Indeed, the historical record has shown that major public service strikes have remained rather infrequent, but that the right of recourse to a strike has been critical to balancing the overwhelming power held by the government over public service workers. After all, the government not only has inherent power as the employer, it also has the power to set the rules of the game through legislation.

Yet today, we find ourselves with a government intent on turning back the clock almost 50 years by attempting to rig the labour relations playing field to the point where public service workers will be thrown back to that “arbitrary and paternalistic system” Heeney wrote about. And it would seem, of course, that the government couldn’t care less that the proposed changes to the PSLRA will effectively undermine the right to free collective bargaining under the Charter of Rights and Freedoms, which was affirmed by the Supreme Court in 2007.

Together, the dangerous, undemocratic and retrograde changes contained in Bill C-4 will directly impact some 800,000 Canadian workers subject to the Canada Labour Code in industries as diverse as rail, air, broadcasting, telecommunications and fisheries, in addition to well over 200,000 federal public service workers who fall under the PSLRA–approximately a million people in total.

Yet, the Conservatives have moved to limit debate in Parliament in an attempt to ram the bill through in the next couple of weeks. In fact, it has now emerged that labour changes in the bill were drafted secretly, without consulting law professors or labour-management experts (and certainly without consulting any of the unions representing federal workers).

It’s hard to imagine a reason for the callous health and safety changes, which needlessly endanger workers, but it’s clearly evident why the Conservatives are frustrating the collective bargaining process currently spelled out in the PSLRA.

Led by Treasury Board President Tony Clement, they have spent the last two years repeatedly attacking the pay and benefits of federal public service workers, claiming that these are out of line with the private sector. They say these workers, who deliver important quality public services like Old Age Security and food inspection to Canadians, are paid too much, but ignore that the Parliamentary Budget Officer recently reported that in the last decade–the latter part of which was shaped by the Conservative agenda–wages of federal workers have mostly just kept up with inflation. They also absurdly claim at every opportunity that federal public service workers take over 18 days of sick leave each year, again ignoring research from Statistics Canada demonstrating that this is simply not true.

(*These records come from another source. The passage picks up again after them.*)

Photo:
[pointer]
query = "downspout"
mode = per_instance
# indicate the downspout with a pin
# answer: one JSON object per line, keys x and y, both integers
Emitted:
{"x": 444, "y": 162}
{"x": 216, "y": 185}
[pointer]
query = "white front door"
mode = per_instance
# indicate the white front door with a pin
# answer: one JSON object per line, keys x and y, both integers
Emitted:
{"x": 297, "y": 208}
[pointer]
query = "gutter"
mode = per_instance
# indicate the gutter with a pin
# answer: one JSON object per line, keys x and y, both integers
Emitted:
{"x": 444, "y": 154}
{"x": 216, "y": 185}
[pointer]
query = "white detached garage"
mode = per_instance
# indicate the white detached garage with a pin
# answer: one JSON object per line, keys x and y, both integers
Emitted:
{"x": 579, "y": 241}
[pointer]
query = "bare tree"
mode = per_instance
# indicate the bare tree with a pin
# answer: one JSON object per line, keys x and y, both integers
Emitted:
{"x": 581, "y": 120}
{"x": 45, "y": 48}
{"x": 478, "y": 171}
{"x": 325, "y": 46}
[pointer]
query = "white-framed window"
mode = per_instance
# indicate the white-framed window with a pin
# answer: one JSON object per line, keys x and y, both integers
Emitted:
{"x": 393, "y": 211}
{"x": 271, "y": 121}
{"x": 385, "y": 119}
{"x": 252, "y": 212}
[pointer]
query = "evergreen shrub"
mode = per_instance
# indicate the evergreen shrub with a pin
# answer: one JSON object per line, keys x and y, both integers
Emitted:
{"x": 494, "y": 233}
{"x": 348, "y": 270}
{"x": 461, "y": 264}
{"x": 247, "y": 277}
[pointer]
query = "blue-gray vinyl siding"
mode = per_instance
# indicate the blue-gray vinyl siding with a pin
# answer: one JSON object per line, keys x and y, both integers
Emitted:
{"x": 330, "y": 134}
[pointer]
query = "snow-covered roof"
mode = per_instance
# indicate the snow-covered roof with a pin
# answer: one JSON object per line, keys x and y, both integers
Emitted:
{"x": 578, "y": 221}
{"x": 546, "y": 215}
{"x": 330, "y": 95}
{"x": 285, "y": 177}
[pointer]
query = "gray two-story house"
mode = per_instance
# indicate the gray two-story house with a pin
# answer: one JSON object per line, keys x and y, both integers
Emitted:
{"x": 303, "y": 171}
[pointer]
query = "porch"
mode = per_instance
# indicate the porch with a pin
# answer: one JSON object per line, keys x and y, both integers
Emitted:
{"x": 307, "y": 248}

The repetition of such claims–false as they are–serves the goal of creating a political atmosphere conducive to squeezing out from federal public service workers non-monetary benefits they negotiated over previous decades, often in lieu of their requests for raises that were said to be unaffordable, and therefore rejected, in the context of deficits during the Mulroney years, followed by pressures of debt repayment during the Chrétien years.

We’ve been down this road before. Just this past year, the government repeatedly overreached and tried to undermine free collective bargaining with public service workers only to be forced back to the table following action by unions. It did it with technical inspectors, whose many bargaining positions were later validated by a Public Interest Commission. It did it with foreign service officers, who then won a bad faith bargaining decision. And it did it with border services officers, who also won a court injunction against a forced vote. Bill C-4 undoubtedly presents an unprecedented assault on workers and the middle class, aimed at rewriting the very rules of the game. However, one at a time, the abusive sections of this law will be defeated.